Civil.  10th District holds that probate court does not have jurisdiction to resolve fee-splitting dispute between law firms in wrongful death action; issue must be resolved, per disciplinary rules, by mediation or arbitration by local bar association... Thorough discussion of discovery rules pertaining to work-product and attorney-client privilege in this 8th District decision; defendant law firm had represented manufacturer in products liability suit, then found itself sued for invasion of privacy because it hired a private investigator to conduct surveillance of plaintiff... Where defendant fails to file motion to stay enforcement of money judgment, payment of full judgment through garnishment proceedings constitutes "voluntary" payment, rendering appeal moot, says 6th District...

Criminal.  8th District holds that defendant can be found guilty of firearm spec even if other defendant was the one who had the gun; but see below... Allied offense alert:  9th District affirms convictions of felonious assault and domestic violence, but remands for determination of whether they were committed with a separate animus... Trial judge can't grant or deny motion for expungement without holding a hearing, says 8th District for the umpteenth time... 12th District makes up for abominable decision in search case (see below) by reversing a case for prosecutorial misconduct on numerous grounds, including comment on defendant's failure to testify; interestingly, not only did defense counsel not object to that at trial, counsel on appeal didn't mention it, either; court found it on its own review of record... 11th District holds that restaurant employee's statement to police officer that customer at drive-thru window was drunk did not afford reasonable suspicion for stop in absence of additional description of signs of intoxication...

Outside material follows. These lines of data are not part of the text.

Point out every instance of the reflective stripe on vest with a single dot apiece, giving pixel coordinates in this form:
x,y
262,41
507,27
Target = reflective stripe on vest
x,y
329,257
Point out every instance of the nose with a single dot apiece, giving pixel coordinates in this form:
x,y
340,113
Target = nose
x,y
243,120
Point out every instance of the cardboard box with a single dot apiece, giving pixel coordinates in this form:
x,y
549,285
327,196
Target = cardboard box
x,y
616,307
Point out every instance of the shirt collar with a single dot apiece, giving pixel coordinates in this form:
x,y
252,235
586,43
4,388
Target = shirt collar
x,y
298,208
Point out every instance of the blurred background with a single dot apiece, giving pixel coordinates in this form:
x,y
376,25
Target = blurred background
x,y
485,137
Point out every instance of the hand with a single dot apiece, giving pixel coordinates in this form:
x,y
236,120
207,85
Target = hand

This is wrong on so many levels.  In State v. Popp, the 12th District affirms the denial of a motion to suppress a search based on the followed facts:  the police are investigating an area of high drug activity.  They observe Popp pull up and somebody get into his truck.  The truck pulls another ten feet into the parking lot, at which point the other person exits.  Based solely upon that, the police officer (a) stops Popp's vehicle, (b) has him exit the vehicle, (c) puts him in handcuffs and places him in the back of the police cruiser, (d) searches Popp's vehicle, finding a rock of crack cocaine.  The court cites Michigan v. Long in support of its view that the officer was justified in conducting a protective sweep of the car for weapons, forgetting that in Long, the sweep was upheld because the police had already observed a weapon in the car when the defendant got out of it.  They also hold that the cops had probable cause to search the car.  I have a hard time buying that somebody getting into a car and then getting out twenty second later gives reasonable suspicion of drug activity, but probable cause?

I've said before that the 8th District is the most 4th-Amendment friendly in the State.  That search would have been tossed in a Cleveland minute up here.

More on gun specs and complicity.  Despite the 8th District's decision in State v. Ronny, mentioned above, that one can be convicted of a firearm specification even if it was a co-defendant, not him, that possessed the gun, Steve Hardwick, one of the bright guys down at the state PD's office, has an interesting counter argument:  you can't be guilty of "complicity" to a firearm spec because the complicity statute applies only to offenses, not specifications. 

It's not a bullet-proof argument, the main problem being that is that way back in 1986, the Ohio Supreme Court ruled that one can indeed be convicted of a the spec "regardless of whether he was the principal offender or an unarmed accomplice."  But the argument got some legs with last week's Supreme Court decision in State v. Ford, discussed above, holding that discharging a firearm into a habitation and a firearm spec weren't allied offenses because the spec wasn't an "offense."